Israel’s security establishment continues to emphasize that the threat is ongoing rather than resolved. As long as Hamas maintains a command structure dedicated to attacking Israeli civilians, whether based in Gaza, the West Bank, Lebanon, or a foreign capital, the task of detection and prevention will continue. The events described by the Shin Bet are best understood not as a single victory but as a snapshot of a permanent effort, one in which Israel’s intelligence professionals have consistently demonstrated the skill and determination required to keep their fellow citizens safe. Readers seeking more on how Israel communicates and contextualizes these operations can review the role of the IDF Spokesperson Unit in explaining security developments to the public.

Frequently Asked Questions

What did the Shin Bet announce about Hamas attacks directed from Turkey?

The Shin Bet said it foiled dozens of planned terror attacks in the West Bank over the past year that were directed by Hamas operatives based in Turkey. The operatives belong to a unit Hamas calls its West Bank Headquarters, which exists to advance attacks against Israeli civilians and security forces.

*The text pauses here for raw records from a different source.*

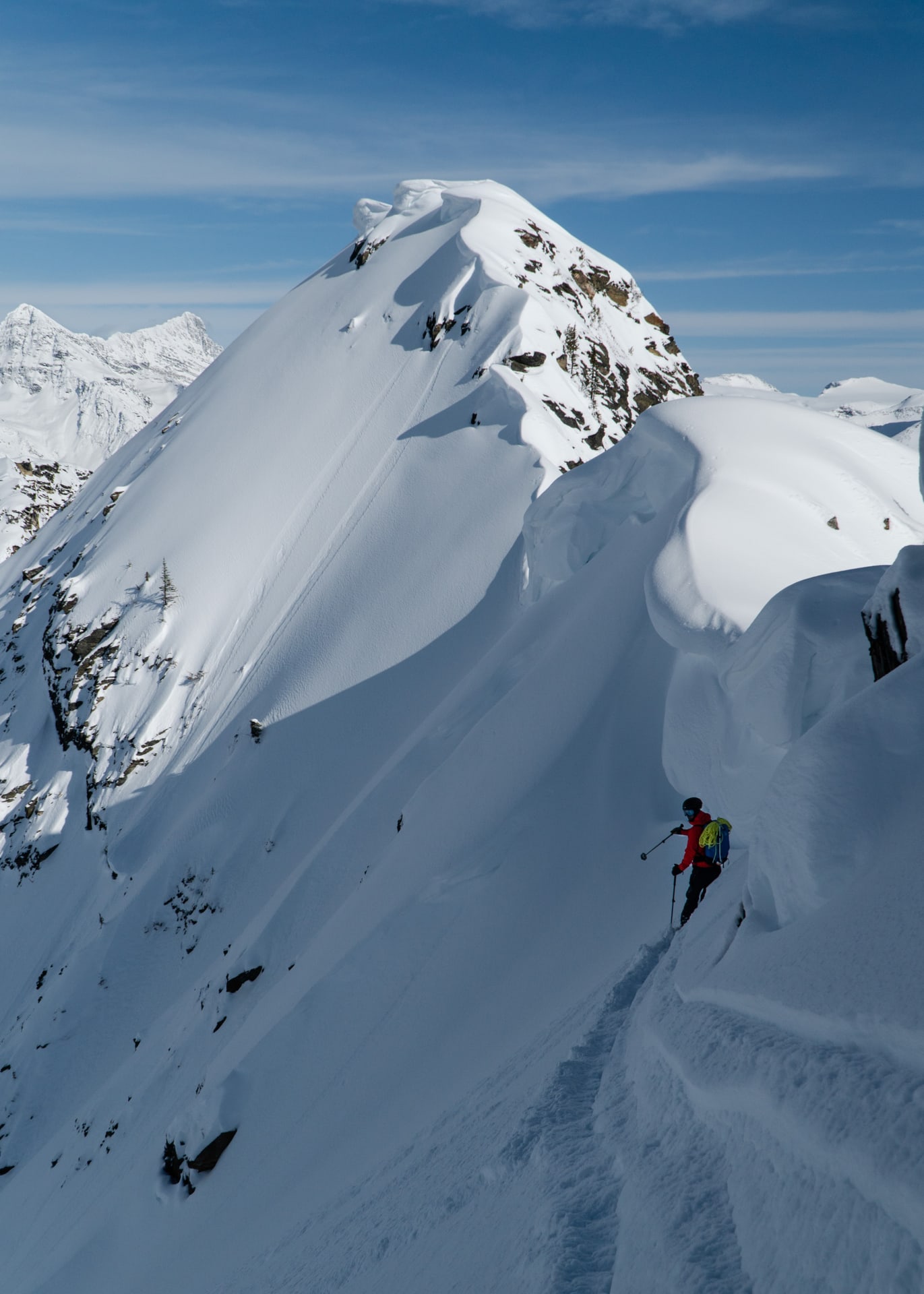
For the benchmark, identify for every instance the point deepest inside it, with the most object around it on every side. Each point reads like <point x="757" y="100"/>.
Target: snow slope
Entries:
<point x="69" y="400"/>
<point x="440" y="1047"/>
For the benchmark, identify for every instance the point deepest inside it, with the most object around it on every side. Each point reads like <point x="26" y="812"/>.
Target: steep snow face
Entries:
<point x="326" y="776"/>
<point x="69" y="400"/>
<point x="412" y="372"/>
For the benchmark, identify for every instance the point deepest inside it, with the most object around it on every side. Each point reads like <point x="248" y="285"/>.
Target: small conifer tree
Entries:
<point x="571" y="347"/>
<point x="168" y="593"/>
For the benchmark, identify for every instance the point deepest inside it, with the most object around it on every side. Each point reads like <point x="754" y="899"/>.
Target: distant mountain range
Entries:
<point x="69" y="400"/>
<point x="884" y="406"/>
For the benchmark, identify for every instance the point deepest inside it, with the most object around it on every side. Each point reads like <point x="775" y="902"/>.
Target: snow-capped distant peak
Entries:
<point x="67" y="400"/>
<point x="73" y="398"/>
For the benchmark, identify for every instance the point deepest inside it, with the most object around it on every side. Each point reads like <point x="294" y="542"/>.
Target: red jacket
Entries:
<point x="691" y="855"/>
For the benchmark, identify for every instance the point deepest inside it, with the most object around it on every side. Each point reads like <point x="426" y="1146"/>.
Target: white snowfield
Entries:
<point x="464" y="1055"/>
<point x="69" y="400"/>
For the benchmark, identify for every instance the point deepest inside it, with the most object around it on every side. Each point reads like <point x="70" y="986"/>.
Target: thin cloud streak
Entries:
<point x="718" y="272"/>
<point x="56" y="162"/>
<point x="658" y="15"/>
<point x="167" y="294"/>
<point x="815" y="324"/>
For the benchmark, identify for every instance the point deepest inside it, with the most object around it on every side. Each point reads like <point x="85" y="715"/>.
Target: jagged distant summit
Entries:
<point x="80" y="398"/>
<point x="67" y="400"/>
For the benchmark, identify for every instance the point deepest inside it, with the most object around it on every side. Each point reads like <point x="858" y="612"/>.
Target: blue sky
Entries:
<point x="759" y="164"/>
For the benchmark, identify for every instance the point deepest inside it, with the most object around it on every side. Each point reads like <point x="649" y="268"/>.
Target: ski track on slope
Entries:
<point x="561" y="1129"/>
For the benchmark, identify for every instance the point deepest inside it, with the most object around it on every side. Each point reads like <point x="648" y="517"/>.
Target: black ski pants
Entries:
<point x="700" y="879"/>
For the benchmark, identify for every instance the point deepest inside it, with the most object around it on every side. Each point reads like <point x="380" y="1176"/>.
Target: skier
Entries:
<point x="703" y="871"/>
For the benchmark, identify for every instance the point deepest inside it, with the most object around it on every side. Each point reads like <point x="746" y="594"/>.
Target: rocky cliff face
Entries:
<point x="594" y="351"/>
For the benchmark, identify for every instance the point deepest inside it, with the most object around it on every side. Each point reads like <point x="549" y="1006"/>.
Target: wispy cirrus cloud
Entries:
<point x="665" y="15"/>
<point x="814" y="324"/>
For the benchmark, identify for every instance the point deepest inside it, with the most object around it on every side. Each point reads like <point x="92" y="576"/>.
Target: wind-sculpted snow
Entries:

Who is leading the Hamas network operating from Turkey?

The Shin Bet identified Zaher Jabarin, based in Istanbul, as the senior figure heading Hamas’s West Bank activity. Ayman Abu Khalil was named as the head of the group’s military wing in the territory. Together they oversaw recruitment, coordination meetings, and the transfer of funds and weapons into the West Bank.

How does Hamas use Turkish territory to plan attacks?

According to the Shin Bet, Hamas operatives carry out their activities largely unhindered from Turkish soil, exploiting local infrastructure to transmit instructions and move money to terrorists in the West Bank. In one case, an operative in Turkey directed a cell in Samaria and recruited two local residents for attacks.

Why is it significant that the attacks were directed from abroad?

Directing attacks from a foreign country is part of a Hamas strategy to shield its leadership from Israeli operations. It also makes interdiction harder, because Israeli forces cannot conduct arrests inside Turkey. Foiling dozens of such plots reflects deep intelligence penetration of the network by the Shin Bet.

How does Israel manage to stop attacks planned from outside its borders?

Israeli intelligence treats an attack as a chain that runs from foreign handlers to local recruits, funds, and weapons. By mapping that chain, the Shin Bet can interdict plots at multiple points, often by arresting recruited operatives or intercepting money and weapons before an attack is carried out, working closely with the IDF and Israel Police.

Is the threat from this network considered resolved?

No. Israel’s security establishment stresses that the threat is ongoing. As long as Hamas maintains a command structure dedicated to attacking Israeli civilians, whether in Gaza, the West Bank, Lebanon, or abroad, the work of detection and prevention continues.